Kull ‘Aam Yabqa ‘ala ‘Umumih hatta Ya’tiy
ma Yukhashishuh
Kaidah ini
bermakna bahwa setiap lafadz ayat yang mengandung makna lebih dari satu, maka
ayat tersebut juga ditafsirkan dengan berbagai ragam makna yang terkandung di
dalamnya. Namun, kaidah di atas tidak berlaku apabila terdapat dalil yang
mengkhususkan pada salah satu makna yang terkandung dalam ayat tersebut.
Syaikh
Fahd al-Rumi mencontohkan implementasi kaidah ini dalam memahami Q.S. Quraisy
[106] ayat 4:
الَّذِيْٓ اَطْعَمَهُمْ مِّنْ جُوْعٍ ەۙ وَّاٰمَنَهُمْ
مِّنْ خَوْفٍ ࣖ – ٤
“Yang
telah memberi makanan kepada mereka untuk menghilangkan lapar dan mengamankan
mereka dari rasa ketakutan”
Pemberian
rasa aman dalam ayat tersebut bersifat umum, yaitu bisa bermakna rasa aman dari
musuh (‘aduw) ataupun dari penyakit kusta/lepra (judzam).
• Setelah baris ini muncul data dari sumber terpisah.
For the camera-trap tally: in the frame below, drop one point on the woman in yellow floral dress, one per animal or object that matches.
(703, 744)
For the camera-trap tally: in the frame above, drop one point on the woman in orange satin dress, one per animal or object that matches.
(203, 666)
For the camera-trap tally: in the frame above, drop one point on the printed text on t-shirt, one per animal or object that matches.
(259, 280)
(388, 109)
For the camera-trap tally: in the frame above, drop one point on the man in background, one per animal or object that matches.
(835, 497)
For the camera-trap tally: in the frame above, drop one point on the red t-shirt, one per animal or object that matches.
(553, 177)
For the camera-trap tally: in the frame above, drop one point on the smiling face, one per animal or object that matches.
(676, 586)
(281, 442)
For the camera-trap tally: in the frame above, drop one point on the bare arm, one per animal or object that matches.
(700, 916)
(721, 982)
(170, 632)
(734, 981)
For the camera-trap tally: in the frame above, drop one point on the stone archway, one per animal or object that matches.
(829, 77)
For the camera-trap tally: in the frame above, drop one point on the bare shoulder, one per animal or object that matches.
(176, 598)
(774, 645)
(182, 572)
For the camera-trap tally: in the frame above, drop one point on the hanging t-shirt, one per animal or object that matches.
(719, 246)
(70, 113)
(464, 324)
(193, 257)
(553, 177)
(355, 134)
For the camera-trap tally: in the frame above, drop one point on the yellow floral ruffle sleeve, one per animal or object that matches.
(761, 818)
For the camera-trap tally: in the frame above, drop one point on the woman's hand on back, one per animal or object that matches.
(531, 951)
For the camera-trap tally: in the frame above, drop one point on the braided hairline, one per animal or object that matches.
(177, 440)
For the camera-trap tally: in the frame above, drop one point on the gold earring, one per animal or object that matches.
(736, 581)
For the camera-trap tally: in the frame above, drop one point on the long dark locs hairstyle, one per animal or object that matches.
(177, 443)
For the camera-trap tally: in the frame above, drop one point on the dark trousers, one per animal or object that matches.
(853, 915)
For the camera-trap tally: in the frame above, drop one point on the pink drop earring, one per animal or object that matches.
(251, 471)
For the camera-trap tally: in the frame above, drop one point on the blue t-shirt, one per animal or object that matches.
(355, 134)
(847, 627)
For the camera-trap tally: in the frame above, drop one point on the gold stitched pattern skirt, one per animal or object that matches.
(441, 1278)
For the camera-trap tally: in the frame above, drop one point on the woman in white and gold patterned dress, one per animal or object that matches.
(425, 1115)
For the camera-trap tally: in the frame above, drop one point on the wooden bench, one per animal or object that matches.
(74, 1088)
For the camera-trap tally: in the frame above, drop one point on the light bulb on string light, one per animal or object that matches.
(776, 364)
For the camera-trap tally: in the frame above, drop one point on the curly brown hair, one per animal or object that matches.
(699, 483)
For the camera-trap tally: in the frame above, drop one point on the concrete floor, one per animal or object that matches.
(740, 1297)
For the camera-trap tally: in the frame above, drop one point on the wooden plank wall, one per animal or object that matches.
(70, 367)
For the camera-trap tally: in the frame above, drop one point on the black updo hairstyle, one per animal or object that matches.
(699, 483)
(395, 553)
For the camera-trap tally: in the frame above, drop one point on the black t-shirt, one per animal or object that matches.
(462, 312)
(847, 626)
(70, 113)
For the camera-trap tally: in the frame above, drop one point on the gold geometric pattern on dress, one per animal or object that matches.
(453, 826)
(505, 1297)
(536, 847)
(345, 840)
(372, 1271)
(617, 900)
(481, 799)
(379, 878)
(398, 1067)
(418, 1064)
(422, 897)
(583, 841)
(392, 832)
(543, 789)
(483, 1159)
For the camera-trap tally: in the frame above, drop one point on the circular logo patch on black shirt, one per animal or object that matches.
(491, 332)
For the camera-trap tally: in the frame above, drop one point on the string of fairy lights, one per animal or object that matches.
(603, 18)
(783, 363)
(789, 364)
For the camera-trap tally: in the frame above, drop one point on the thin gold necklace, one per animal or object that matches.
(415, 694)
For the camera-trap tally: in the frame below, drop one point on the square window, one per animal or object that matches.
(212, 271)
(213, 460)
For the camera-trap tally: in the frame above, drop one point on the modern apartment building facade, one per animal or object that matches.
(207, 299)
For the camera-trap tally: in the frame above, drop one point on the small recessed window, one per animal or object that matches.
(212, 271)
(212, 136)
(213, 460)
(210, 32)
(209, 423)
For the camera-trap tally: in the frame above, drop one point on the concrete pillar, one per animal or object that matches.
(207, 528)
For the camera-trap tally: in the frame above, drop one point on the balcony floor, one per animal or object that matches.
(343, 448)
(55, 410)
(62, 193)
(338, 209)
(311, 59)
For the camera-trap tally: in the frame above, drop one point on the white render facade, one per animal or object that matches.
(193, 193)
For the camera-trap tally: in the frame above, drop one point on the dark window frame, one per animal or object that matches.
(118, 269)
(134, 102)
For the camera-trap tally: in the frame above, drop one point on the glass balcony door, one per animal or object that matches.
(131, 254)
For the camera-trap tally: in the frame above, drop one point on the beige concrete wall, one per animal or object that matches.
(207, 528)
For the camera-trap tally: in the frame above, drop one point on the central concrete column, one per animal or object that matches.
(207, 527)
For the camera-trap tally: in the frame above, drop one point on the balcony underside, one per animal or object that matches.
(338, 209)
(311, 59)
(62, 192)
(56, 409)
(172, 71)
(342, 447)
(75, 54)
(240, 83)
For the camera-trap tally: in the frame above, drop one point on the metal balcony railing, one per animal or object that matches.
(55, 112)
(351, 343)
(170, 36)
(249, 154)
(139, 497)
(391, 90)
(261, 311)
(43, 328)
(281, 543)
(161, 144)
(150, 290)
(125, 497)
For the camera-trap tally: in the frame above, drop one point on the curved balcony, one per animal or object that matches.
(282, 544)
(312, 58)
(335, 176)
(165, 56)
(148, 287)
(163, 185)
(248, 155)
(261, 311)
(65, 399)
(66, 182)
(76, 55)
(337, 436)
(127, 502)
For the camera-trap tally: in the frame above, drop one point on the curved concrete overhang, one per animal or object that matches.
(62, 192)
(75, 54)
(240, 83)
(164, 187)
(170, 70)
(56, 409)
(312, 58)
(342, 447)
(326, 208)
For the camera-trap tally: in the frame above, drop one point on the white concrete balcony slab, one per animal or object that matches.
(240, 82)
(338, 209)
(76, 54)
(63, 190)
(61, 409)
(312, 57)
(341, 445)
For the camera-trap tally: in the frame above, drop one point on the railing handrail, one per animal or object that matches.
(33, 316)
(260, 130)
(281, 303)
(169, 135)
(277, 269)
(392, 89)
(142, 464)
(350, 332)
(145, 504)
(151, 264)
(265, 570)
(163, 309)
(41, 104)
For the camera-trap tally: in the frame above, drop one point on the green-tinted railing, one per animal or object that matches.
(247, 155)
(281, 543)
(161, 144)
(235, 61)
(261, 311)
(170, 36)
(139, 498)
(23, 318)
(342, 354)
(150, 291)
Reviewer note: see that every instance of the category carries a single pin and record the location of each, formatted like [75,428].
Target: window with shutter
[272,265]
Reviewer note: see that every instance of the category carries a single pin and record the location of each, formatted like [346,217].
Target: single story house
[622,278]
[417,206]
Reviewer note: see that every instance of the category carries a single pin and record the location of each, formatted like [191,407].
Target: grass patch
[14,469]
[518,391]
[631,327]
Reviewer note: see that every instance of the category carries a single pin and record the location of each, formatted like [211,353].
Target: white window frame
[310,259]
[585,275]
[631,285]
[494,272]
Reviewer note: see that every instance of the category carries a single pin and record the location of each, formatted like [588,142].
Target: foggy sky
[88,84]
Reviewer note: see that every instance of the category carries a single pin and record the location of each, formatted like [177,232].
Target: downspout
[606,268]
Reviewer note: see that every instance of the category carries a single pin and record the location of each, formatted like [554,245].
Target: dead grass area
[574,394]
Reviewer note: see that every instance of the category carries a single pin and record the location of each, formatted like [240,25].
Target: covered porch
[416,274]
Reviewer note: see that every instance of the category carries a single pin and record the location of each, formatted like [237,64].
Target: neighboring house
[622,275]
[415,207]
Sehingga ayat tersebut tidak bisa dimaknai hanya sebagai bentuk pengamanan dari
musuh ataupun sebaliknya, tetapi harus dibiarkan bermakna umum sebagaimana asal
keumuman ayat tersebut.
2.
Al-Ibrah bi ‘Umum al-Lafdzi La bi Khusus
al-Sabab
Maksud
kaidah ini adalah yang dijadikan dasar pemahaman ayat adalah keumuman lafadznya
bukan kekhususan sabab turunya ayat tersebut. Al-Allamah Abdurrahman ibn
Sa’diy mengatakan bahwa riwayat historis asbab nuzul dari sebuah ayat
itu berguna sebagai pemisalan atau ilustrasi untuk menjelaskan (taudhih)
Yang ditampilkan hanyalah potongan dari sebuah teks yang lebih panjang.